After a month of this Stilson called her into his office. He stood at the window, tall and stern—he was taller than Marlowe and dark; and while Marlowe’s expression was one of good-humoured, rather cynical carelessness, his was grave and haughty.

Without looking at her he began: “Miss Bromfield, we’ve been giving you a very important kind of work—the small items. They are the test of a newspaper’s standard of perfection. I’m afraid you don’t appreciate their importance.”

“I’m doing the best I can,” said Emily coldly.
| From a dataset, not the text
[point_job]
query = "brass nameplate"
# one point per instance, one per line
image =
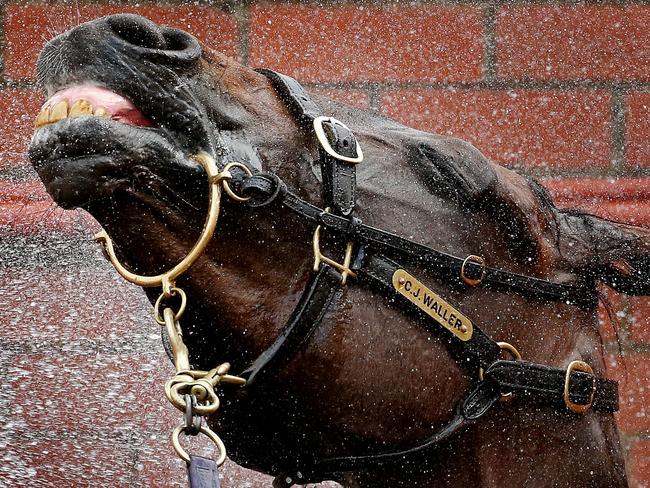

He frowned, but she watched him narrowly, and saw that he was suffering acute embarrassment. “It isn’t easy for me to speak to you,” he went on. “But—it’s necessary. At first you did well. Now—you’re not doing well.”

There was a long, a painful silence. Then he suddenly looked at her. And in spite of herself, his expression melted resentment and obstinacy. “You can do well again,” he said. “Please try.”

The tone of the “Please try” made her feel his fairness and friendliness as she had not felt it before. “Thank you,” she said impulsively. “I will try.” She paused at the door and turned. “Thank you,” she said again, earnestly. He was bending over his desk and seemed to be giving his attention to his papers. But Emily understood him well enough now to know that he was trying to hide his embarrassment. When she was almost hidden from him by the closing door, she heard him begin to speak. “I beg your pardon,” she said, showing her head round the edge of the door, “What did you say?”

“No matter,” he replied, and she thought she saw, rather than heard, something very like a sigh.